La parrocchia: la cellula della Chiesa. La parrocchia dovrebbe in primo luogo far crescere la gioia della fede nei fedeli - anzitutto negli operatori pastorali - accompagnandoli a scoprire in loro l'iniziativa di Dio che ci precede, viene a noi, e, inserendoci nel suo agire, ci chiama a cooperare con lui, confessando la fede col cuore e con la vita.
Con riferimento all’Instrumentum laboris, nn° 80-84, vorrei presentare qualche rapida riflessione su quel soggetto - già richiamato da alcuni interventi - che costituisce il luogo ecclesiale più capillare, più vicino, più accessibile al popolo, che è la parrocchia, che - come sappiamo - della chiesa particolare è “come la cellula” (AA, 10) e, “in certo modo, rappresenta la Chiesa visibile stabilita su tutta la terra” (SC, 42).
Mi riferisco, in particolare, alle parrocchie delle Chiese di antica tradizione, in contesti sociali di crescente urbanizzazione e secolarizzazione, in particolare a quelle delle grandi metropoli multietniche e multireligiose, città spesso anonime e dispersive, dove accanto a minoranze di fedeli partecipi e impegnati, troviamo maggioranze di battezzati dalla fede debole e anemica, indifferenti o lontani dalla Chiesa, insieme ormai a numerosi uomini e donne appartenenti ad altre religioni o a nessuna religione che si avvicinano alla comunità parrocchiale per ragioni diverse, e ai tanti anonimi cercatori di Dio.

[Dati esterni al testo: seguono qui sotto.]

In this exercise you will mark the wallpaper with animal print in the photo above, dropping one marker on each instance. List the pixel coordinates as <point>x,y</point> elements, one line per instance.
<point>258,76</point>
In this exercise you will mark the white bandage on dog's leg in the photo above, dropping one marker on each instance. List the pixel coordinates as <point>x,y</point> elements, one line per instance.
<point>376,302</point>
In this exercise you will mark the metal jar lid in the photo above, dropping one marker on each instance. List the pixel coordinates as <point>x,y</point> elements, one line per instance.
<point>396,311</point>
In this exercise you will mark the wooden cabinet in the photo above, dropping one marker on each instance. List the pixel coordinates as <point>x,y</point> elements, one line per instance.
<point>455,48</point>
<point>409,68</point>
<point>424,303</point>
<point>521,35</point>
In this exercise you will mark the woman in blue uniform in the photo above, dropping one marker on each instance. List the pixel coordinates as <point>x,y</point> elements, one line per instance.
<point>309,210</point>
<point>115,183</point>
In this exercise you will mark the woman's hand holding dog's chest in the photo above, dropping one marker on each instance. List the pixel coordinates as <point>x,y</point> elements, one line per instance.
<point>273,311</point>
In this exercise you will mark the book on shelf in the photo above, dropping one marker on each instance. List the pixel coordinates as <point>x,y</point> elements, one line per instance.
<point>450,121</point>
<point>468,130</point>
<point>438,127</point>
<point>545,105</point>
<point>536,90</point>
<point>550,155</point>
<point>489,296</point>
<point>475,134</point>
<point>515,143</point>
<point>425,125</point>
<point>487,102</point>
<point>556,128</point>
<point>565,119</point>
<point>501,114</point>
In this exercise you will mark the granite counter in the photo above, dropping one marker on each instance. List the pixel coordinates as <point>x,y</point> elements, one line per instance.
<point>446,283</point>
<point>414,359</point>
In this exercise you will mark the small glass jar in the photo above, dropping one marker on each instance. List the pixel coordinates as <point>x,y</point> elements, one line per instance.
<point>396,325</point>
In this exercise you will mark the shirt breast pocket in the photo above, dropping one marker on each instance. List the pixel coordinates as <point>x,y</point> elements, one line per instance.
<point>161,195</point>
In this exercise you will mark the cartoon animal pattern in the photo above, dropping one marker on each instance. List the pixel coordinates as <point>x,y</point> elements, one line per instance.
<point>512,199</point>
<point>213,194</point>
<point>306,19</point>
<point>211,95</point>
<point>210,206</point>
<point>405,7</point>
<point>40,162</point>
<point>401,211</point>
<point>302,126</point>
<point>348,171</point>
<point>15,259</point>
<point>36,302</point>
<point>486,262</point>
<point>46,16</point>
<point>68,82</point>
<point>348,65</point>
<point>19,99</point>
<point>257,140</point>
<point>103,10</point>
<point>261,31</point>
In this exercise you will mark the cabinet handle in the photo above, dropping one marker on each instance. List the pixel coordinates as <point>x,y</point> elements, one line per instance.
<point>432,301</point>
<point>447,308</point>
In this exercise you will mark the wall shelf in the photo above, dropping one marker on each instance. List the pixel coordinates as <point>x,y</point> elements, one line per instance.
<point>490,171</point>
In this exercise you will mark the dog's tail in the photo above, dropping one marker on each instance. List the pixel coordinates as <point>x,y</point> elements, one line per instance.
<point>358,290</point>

La parrocchia, nonostante abbia fatto dopo il Concilio molti passi avanti, salvo lodevoli eccezioni, è ancora prevalentemente impegnata nella cura gregis, offre servizi religiosi a chi li chiede, ma fa fatica ad aprirsi ad una pastorale di evangelizzazione. Una conversione pastorale di questo tipo è più che mai necessaria, ma non è semplice da realizzare e dovrebbe tener conto di vari aspetti.
Provo ad elencarne alcuni:
La chiesa è cominciata con la testimonianza gioiosa e credibile dell’annuncio del Signore risorto. S. Luca scrive negli Atti che alla predicazione dell’apostolo Pietro dopo la Pentecoste gli ascoltatori “si sentirono trafiggere il cuore” (At 2, 37). La parrocchia dovrebbe in primo luogo far crescere la gioia della fede nei fedeli - anzitutto negli operatori pastorali - accompagnandoli a scoprire in loro l’iniziativa di Dio che ci precede, viene a noi, e, inserendoci nel suo agire, ci chiama a cooperare con lui, confessando la fede col cuore e con la vita. Così i fedeli sarebbero resi testimoni credibili e attraenti mostrando la fede come desiderabile e la verità del cristianesimo come ragionevole. Al riguardo riterrei necessario elaborare un paradigma di “primo annuncio” che presenti in modo adeguato il cherigma cristiano attraverso lo strumento proprio dell’evangelizzazione.
Per superare l’analfabetismo religioso oggi così diffuso, la parrocchia dovrebbe offrire itinerari di catechesi, utilizzando il Catechismo della Chiesa Cattolica e anche il Compendio, itinerari rivolti anzitutto agli adulti, in specie alle famiglie giovani.
L’Eucarestia domenicale, da curare molto in ogni aspetto, dovrebbe diventare l’esperienza più sentita e desiderata della fede creduta, professata e annunciata, vera lode di Dio e scuola di santità, da dove si irradi una gioiosa testimonianza di carità.
Auspico che il Sinodo faccia sentire un vibrante incoraggiamento ai sacerdoti, in particolare ai parroci, perché si adoperino con convinzione e passione a promuovere un nuovo slancio missionario del loro ministero, ripensando con coraggio - sotto la guida del Vescovo - il modello organizzativo della pastorale parrocchiale. Alla fine del Sinodo di Roma il Beato Giovanni Paolo II, rivolgendosi ai sacerdoti, disse: “Parrocchia, trova te stessa, fuori di te stessa!”.